(n.) One of the peculiar dermal appendages, of several kinds, belonging to birds, as contour feathers, quills, and down.
(n.) Kind; nature; species; -- from the proverbial phrase, "Birds of a feather," that is, of the same species.
(n.) The fringe of long hair on the legs of the setter and some other dogs.
(n.) A tuft of peculiar, long, frizzly hair on a horse.
(n.) One of the fins or wings on the shaft of an arrow.
(n.) A longitudinal strip projecting as a fin from an object, to strengthen it, or to enter a channel in another object and thereby prevent displacement sidwise but permit motion lengthwise; a spline.
(n.) A thin wedge driven between the two semicylindrical parts of a divided plug in a hole bored in a stone, to rend the stone.
(n.) The angular adjustment of an oar or paddle-wheel float, with reference to a horizontal axis, as it leaves or enters the water.
(v. t.) To furnish with a feather or feathers, as an arrow or a cap.
(v. t.) To adorn, as with feathers; to fringe.
(v. t.) To render light as a feather; to give wings to.
(v. t.) To enrich; to exalt; to benefit.
(v. t.) To tread, as a cock.
(v. i.) To grow or form feathers; to become feathered; -- often with out; as, the birds are feathering out.
(v. i.) To curdle when poured into another liquid, and float about in little flakes or "feathers;" as, the cream feathers
(v. i.) To turn to a horizontal plane; -- said of oars.

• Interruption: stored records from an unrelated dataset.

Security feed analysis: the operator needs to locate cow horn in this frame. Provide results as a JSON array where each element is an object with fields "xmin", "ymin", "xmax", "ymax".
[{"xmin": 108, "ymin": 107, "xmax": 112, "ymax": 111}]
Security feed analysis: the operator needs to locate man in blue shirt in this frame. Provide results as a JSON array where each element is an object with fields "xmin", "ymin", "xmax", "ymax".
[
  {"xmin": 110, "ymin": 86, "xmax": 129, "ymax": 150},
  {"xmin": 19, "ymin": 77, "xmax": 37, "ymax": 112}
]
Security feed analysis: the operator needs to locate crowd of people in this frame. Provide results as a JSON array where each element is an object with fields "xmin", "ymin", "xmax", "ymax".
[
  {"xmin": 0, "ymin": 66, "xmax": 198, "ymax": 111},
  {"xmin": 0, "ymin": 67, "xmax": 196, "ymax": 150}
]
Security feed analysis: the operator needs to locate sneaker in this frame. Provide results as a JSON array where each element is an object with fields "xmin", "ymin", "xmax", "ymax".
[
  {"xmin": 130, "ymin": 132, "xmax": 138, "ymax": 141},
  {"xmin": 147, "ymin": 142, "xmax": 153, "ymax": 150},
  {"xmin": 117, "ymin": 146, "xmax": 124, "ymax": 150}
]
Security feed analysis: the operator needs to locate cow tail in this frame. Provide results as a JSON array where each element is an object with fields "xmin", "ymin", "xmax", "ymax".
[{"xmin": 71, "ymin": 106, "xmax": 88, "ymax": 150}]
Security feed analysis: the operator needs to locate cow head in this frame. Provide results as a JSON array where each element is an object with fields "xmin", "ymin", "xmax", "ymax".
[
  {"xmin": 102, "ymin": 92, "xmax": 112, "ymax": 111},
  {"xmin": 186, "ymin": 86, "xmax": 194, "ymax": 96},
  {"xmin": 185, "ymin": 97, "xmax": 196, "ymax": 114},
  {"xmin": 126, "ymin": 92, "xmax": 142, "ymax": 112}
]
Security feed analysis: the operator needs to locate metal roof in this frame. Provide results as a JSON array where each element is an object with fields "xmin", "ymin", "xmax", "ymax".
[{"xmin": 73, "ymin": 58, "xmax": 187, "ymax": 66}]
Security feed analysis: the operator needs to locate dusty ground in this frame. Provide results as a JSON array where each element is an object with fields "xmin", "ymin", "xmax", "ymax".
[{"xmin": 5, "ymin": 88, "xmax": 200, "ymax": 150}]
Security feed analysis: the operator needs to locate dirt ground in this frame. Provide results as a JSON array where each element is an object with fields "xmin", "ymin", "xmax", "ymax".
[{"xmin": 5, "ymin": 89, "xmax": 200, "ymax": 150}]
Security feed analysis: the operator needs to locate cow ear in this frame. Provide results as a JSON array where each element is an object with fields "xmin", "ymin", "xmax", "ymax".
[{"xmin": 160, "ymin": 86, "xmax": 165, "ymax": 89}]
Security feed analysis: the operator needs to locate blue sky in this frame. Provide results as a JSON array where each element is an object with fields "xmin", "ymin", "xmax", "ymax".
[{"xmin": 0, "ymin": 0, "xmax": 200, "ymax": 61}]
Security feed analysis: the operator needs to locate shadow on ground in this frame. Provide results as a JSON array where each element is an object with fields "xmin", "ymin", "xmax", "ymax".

(v. i.) To have the appearance of a feather or of feathers; to be or to appear in feathery form.
Example Sentences:
(1) These studies indicate that at each site of induction during feather morphogenesis, a general pattern is repeated in which an epithelial structure linked by L-CAM is confronted with periodically propagating condensations of cells linked by N-CAM.
(2) Sexually mature males have long, 'feathered' tails as compared with females.
(3) HVT-specific immunofluorescent antigen was detected in the feather follicle epithelium (FFE) and in the surface layer of the skin epidermis.
(4) This is a team who have found their feet after that winless group section, a side who have already seen off the much admired Croatia and who can ruffle the feathers of the hosts or the reigning world champions.
(5) The most consistently sensational evidence from Icac has been around former Labor member Eddie Obeid and the influence he wielded in the NSW Labor government to feather his own nest.
(6) However, feather loss (in one test) was associated with escape and avoidance behavior of groups; stepwise increases in fearfulness with increasing group size were associated with similar increases in loss of feathers.
(7) It may be just as well that Hugh Grant fervently believes a film succeeds on its qualities, not on publicity about its stars, because he did his tabloid reputation as a heartless, feather-brained Lothario immense harm in the process of delivering damning testimony on phone-hacking to the Leveson inquiry on Monday.
(8) If that effect existed in small animals, they would lose less heat if nude than if fur or feathers were present.
(9) Daily subcutaneous injection of L-dopa for 4 weeks into 2-year-old low egg production hens resulted in a lightening of feather color to snow white and increased oviduct and ovary weights and the development of well developed follicles.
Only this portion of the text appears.